Another in a series of profiles of candidates in Florida's 6th Congressional District.
Campaigning for the GOP nomination in Florida's 6th Congressional District, Ron DeSantis wants to take conservatism to a new level.
"Don't make government work like a business ... it's inherently inefficient. You need to be intent on reducing size, scope and influence of government," he says.
While that's not exactly a line one would expect from a Yale and Harvard Law graduate, the 33-year-old DeSantis isn't a conventional congressional candidate either.
Never having held -- or even run for -- political office, the Ponte Vedra Beach resident is an officer in the Navy Reserve with extensive prosecutorial experience in the military and at the U.S. attorney's office in Jacksonville.
Writing a 2011 book, "Dreams From Our Founding Fathers: First Principles in the Age of Obama," DeSantis found himself pulled into politics. During book tours, he would be asked by tea partiers and others twice his age, "Why don't you run for office?"
But where? "I would not have bet I'd be a candidate," he recalls.
"The state House and Senate weren't my focus. That would have looked like I was just running for the sake of running. But the military has given me defense and national security experience. I have a reason to run for Congress," he told Sunshine State News in an interview.
The Jacksonville native, who left his job at the law firm of Holland and Knight to pursue his congressional bid, jumped into the race Feb. 8. Three other declared GOP candidates are seeking the open seat in the northeast district that includes Volusia, Flagler, St.
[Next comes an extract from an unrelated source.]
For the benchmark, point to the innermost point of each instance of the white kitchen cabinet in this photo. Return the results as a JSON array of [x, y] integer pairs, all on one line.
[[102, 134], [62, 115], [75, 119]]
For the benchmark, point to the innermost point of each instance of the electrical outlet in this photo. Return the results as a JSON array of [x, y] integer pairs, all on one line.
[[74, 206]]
Johns and parts of Putnam counties.
DeSantis may be the most conservative of a conservative field.
An unabashed social conservative who decries the Obama administration's "assault on religious freedom," DeSantis says the Democrats' "goal is to have taxpayer-financed abortions."
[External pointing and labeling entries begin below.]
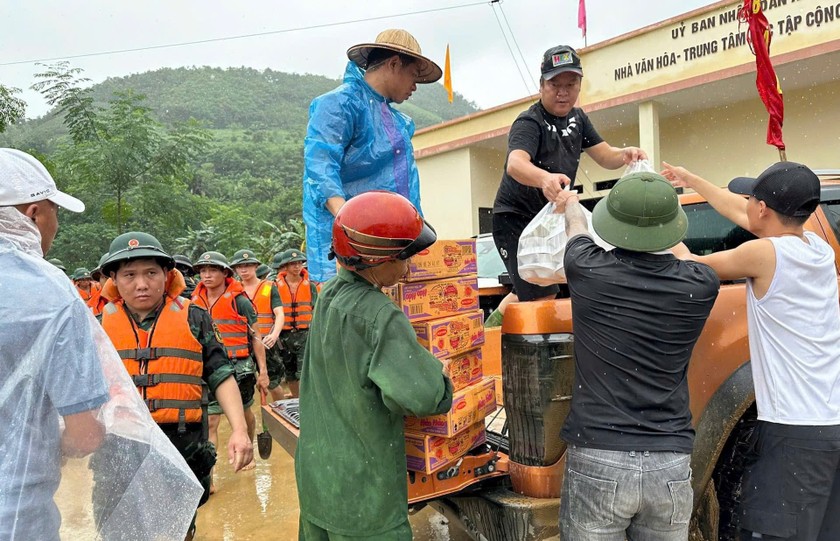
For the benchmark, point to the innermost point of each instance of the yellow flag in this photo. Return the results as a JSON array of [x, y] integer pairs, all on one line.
[[447, 75]]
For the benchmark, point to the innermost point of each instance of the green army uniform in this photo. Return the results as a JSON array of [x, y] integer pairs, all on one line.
[[292, 341], [273, 359], [363, 372], [184, 265], [274, 355], [245, 369]]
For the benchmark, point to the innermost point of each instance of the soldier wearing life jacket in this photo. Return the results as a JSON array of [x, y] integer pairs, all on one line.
[[266, 299], [298, 295], [236, 319], [170, 348], [84, 283], [97, 301]]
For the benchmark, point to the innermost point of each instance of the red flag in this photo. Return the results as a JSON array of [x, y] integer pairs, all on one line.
[[582, 16], [759, 37]]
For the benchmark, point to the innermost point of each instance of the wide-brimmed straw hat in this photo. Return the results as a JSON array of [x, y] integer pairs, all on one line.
[[399, 41]]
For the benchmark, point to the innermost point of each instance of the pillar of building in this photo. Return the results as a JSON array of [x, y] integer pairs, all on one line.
[[649, 132]]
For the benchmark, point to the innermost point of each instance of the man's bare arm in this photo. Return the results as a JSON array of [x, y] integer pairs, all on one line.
[[83, 434], [576, 223], [728, 204]]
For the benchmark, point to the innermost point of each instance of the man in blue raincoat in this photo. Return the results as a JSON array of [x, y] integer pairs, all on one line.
[[357, 142]]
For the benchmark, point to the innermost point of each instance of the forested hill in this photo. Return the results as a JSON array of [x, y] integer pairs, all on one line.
[[237, 99], [237, 185]]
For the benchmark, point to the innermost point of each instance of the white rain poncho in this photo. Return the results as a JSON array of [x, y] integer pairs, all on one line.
[[355, 142], [55, 361]]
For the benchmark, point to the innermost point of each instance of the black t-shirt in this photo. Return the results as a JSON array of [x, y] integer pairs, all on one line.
[[636, 318], [554, 143]]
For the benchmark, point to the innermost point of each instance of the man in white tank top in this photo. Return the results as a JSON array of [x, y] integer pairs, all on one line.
[[791, 486]]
On the fiscal front, DeSantis takes a hard line against the ever-expanding Washington bureaucracy and the Congress he seeks to crash.
"I would get rid of the Department of Energy and transition nuclear projects to the Department of Defense," he says, adding that he would also abolish the Departments of Commerce and Housing and Urban Development.
"These departments develop constituencies like barnacles on a ship," says the Navy veteran, who was deployed to Iraq during the 2007 troop surge as an adviser to a SEAL commander.
On education, DeSantis said, "We should at least repeal No Child Left Behind and Obama's Race to the Top."
And blasting the EPA for "running roughshod with fines and fiats," he believes "all regulations should be sunsetted, which would force Congress to reauthorize them. Let some of these regulations go the way of the buffalo."
Sharing the public's dim view of Congress, DeSantis likes the "No Budget, No Pay" initiative launched by the bipartisan group No Labels, to withhold congressional pay when spending plans are not passed on time.
"Congress's core duty is the power of the purse. I would also tie congressional pay to the national debt -- if it increases 5 percent, they should have a 5 percent reduction in pay. Light a fire under their butt."
Though he considers himself "middle class," DeSantis, who is married to Casey Black DeSantis, a television show host, believes that congressional pay of $174,000 is too high as it is.
"There's no rational relationship between performance and pay. I would get rid of [congressional] pensions altogether." Pledging not to take a pension himself, DeSantis said such perks "breed careerism."
"Public service ought to be a sacrifice -- we've lost sight of that."
Without the built-in fundraising network enjoyed by most politicians, DeSantis has nevertheless built some important alliances.
Former Jacksonville Mayor John Peyton and his father, businessman Herb Peyton, participated in a recent fundraiser. The event, hosted by developer and insurance executive Jerome Fletcher, also included Fletcher's brother, Paul, and investor Joe Hixson.
Ensconced near the top of the 120-mile-long coastal CD 6, DeSantis says neighboring Flagler County has been hurt by the federal government's "role in facilitating the collapse of the real estate market."
Once one of Florida's fastest-growing counties, Flagler today is reeling with one of the state's highest unemployment rates -- and DeSantis says there's a connection.
Citing aggressive and politically driven lending policies by Fannie Mae and Freddie Mac that turned a boom into a bust, DeSantis concluded, "Had government not gotten involved, many of those mortgages wouldn't have been sold in the first place. It was a case of skewed incentives, not a free market.
"It went off the rails."
And how does Congress get Flagler and the rest of the country back on track?
DeSantis, the government skeptic and minimalist, prescribes the Hippocratic Oath: "First, do no harm."